Mono: now I feel weird…

I finally installed Mono (C#). My reason why and some thoughts on Mono in general.

I’ve resisted installing Mono for a long time. The thought of .NET and C# has had me shivering, but finally an application made me install it. The application I wanted is Tomboy. A little application that sits in the Gnome panel and lets you take notes and create links between them. I just got it installed and I’m liking it already.

Before I switched offices, my desktop was littered with little post-it notes with arrows from one to another or logical grouping telling me which belonged together. Before my move I wrote them down as a list, 2.5 pages worth. And that was only for work. I’m hoping that Tomboy will fill that spot and let me make the notes on my computer and leave it at that. One more excuse less to use a pen. As if my handwriting would be getting any better.

But I still feel like I’ve sold my soul, or something similar. Or then I’ll begin to appreciate what it’s all about. Maybe hacking Tomboy to support the notes that my Nokia 6820 allows me to take will help in understanding Mono. Or not.

I’m still skeptical about the need for yet another development platform. Currently the amount of dependencies that even a small application comes with is enormous (of course, that is why they are small). I know that I’ve felt that C/C++ have come to the end of their road when it comes to developing normal desktop applications. They learning curve needed to create applications with GTK etc. is steep. An OO approach is more logical for GUIs and Mono (and C#) is a step towards that.
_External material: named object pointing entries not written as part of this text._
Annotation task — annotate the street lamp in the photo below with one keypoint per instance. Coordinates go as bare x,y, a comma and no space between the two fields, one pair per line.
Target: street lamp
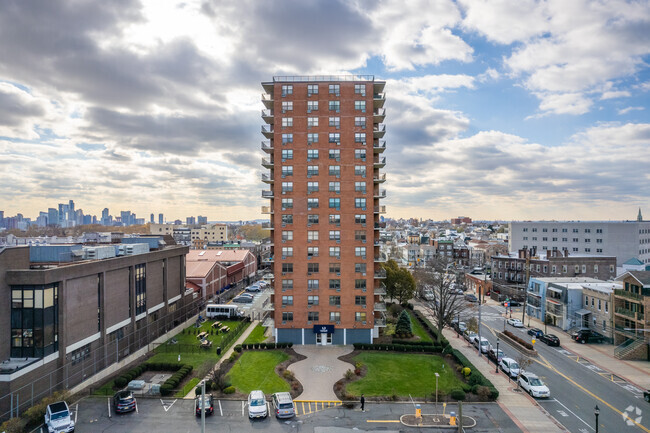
496,363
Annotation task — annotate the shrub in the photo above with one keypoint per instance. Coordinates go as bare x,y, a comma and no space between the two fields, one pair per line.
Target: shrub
457,394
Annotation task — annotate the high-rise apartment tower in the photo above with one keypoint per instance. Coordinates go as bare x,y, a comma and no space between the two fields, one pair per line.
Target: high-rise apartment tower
324,155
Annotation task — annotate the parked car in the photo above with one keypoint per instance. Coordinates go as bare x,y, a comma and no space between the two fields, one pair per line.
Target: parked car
495,355
587,336
58,418
257,405
483,343
532,384
282,405
515,322
509,366
550,339
205,401
123,401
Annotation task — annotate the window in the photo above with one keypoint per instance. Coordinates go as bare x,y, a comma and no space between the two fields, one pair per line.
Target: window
287,203
335,300
287,89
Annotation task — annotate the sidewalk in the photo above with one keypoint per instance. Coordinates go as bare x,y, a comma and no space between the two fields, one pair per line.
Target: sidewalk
521,408
602,355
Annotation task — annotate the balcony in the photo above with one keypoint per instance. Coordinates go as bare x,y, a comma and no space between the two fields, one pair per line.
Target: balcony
629,295
267,116
267,100
267,146
267,131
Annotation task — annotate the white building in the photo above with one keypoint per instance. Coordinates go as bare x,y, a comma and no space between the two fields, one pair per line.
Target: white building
622,239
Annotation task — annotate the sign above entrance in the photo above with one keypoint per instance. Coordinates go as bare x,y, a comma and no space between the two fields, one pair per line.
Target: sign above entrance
323,329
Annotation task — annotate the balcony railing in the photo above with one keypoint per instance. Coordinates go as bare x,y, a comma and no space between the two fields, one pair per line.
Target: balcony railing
630,295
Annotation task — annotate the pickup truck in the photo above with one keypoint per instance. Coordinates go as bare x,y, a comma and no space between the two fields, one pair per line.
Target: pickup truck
587,336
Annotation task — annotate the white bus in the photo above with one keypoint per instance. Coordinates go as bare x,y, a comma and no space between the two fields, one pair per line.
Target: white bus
221,310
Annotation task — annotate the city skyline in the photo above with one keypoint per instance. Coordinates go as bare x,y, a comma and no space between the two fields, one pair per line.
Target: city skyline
499,111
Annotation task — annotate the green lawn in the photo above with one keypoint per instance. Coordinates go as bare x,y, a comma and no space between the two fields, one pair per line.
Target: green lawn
402,374
418,330
256,370
257,336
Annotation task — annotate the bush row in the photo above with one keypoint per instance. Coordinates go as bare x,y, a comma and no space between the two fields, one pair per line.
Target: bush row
524,343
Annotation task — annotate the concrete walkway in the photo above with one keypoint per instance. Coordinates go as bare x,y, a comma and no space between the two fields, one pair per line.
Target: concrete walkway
320,370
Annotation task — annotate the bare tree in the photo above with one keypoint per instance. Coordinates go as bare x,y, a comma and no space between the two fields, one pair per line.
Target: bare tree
446,303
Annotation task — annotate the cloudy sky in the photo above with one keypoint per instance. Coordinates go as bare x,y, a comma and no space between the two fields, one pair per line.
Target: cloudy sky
497,109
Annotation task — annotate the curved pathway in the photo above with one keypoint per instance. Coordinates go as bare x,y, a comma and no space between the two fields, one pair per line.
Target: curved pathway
320,370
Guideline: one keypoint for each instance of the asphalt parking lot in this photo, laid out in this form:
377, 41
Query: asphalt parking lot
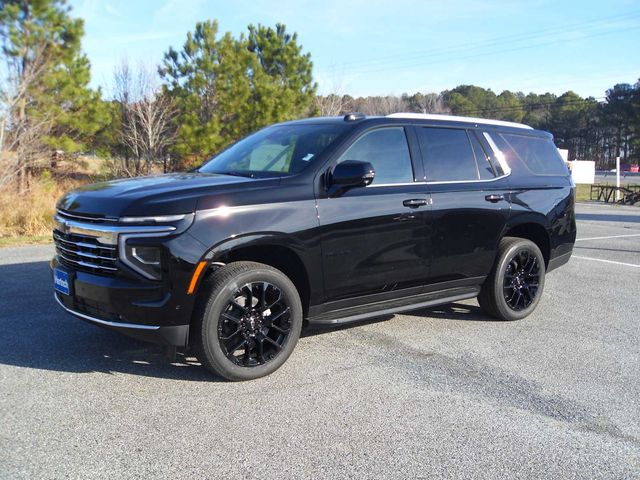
444, 392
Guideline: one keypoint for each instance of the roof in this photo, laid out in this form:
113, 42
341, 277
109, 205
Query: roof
454, 118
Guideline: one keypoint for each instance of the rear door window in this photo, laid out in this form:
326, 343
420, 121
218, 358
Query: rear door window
485, 169
539, 155
447, 154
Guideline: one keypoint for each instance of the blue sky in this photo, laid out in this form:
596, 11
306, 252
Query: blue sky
371, 47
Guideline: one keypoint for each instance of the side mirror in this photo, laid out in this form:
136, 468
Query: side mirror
350, 174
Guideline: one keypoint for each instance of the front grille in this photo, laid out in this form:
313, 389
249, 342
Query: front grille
87, 218
82, 252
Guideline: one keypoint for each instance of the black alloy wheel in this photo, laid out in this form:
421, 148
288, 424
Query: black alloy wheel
247, 321
515, 285
521, 280
255, 324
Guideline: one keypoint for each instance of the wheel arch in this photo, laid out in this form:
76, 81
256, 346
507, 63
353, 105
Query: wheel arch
270, 249
534, 231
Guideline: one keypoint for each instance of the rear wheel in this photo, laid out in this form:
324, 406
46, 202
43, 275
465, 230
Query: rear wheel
514, 287
248, 321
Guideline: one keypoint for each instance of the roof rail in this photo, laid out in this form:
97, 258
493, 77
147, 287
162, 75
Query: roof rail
353, 116
455, 118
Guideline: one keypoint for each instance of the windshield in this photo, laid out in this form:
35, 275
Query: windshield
275, 151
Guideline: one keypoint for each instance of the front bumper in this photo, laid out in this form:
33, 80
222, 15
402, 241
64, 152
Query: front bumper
177, 335
142, 311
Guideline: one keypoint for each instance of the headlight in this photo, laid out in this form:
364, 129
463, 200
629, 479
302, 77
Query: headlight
144, 259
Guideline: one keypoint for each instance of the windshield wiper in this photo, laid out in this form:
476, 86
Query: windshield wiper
236, 173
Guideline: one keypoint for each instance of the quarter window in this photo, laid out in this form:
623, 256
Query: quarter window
539, 155
447, 154
387, 150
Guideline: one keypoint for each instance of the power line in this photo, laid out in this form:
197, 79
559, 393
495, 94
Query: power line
491, 42
531, 106
487, 53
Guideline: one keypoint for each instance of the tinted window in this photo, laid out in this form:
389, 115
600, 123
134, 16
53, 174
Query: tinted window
387, 150
275, 150
539, 155
448, 155
484, 166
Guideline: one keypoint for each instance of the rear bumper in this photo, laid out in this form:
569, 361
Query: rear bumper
177, 335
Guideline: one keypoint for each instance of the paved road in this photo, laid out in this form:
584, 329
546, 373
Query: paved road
625, 178
436, 393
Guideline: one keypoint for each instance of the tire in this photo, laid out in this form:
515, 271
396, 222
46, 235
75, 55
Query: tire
514, 287
251, 305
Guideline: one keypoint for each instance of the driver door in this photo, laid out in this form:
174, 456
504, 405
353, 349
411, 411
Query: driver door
375, 239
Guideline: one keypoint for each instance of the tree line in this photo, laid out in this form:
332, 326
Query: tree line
217, 88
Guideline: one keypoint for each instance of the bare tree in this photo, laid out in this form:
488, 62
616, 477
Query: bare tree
21, 135
331, 105
332, 101
428, 103
147, 116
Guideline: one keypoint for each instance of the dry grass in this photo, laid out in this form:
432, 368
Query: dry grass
30, 215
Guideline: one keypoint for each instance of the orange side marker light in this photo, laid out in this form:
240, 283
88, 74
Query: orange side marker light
196, 276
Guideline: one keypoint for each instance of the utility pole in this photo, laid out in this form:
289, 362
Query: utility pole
618, 178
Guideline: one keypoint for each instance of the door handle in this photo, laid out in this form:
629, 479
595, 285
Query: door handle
493, 198
415, 202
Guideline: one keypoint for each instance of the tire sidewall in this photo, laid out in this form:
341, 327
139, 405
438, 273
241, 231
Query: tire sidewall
504, 309
218, 301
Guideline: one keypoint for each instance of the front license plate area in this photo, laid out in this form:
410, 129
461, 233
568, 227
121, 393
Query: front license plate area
62, 281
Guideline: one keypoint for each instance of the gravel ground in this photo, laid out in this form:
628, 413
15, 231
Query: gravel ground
444, 392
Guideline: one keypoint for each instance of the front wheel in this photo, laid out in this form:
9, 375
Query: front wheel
248, 321
514, 287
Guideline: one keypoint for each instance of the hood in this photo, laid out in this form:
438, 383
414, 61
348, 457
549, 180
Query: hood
154, 195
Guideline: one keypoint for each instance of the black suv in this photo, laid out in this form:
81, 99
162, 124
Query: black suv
323, 220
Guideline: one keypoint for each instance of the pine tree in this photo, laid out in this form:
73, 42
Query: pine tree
42, 33
225, 88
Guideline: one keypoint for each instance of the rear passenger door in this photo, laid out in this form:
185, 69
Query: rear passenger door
470, 207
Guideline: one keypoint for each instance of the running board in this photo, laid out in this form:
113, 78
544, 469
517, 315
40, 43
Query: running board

I understand the need to develop something like Mono and an open implementation of C# to compete with Microsoft and maybe help software deployment on Linux. But I am still surprised on how eagerly many application developers have jumped onto the Mono bandwagon. When time permits I will have to take a careful look at developing applications with Mono to see for myself what the benefits are. Call me finally interested instead of just skeptical.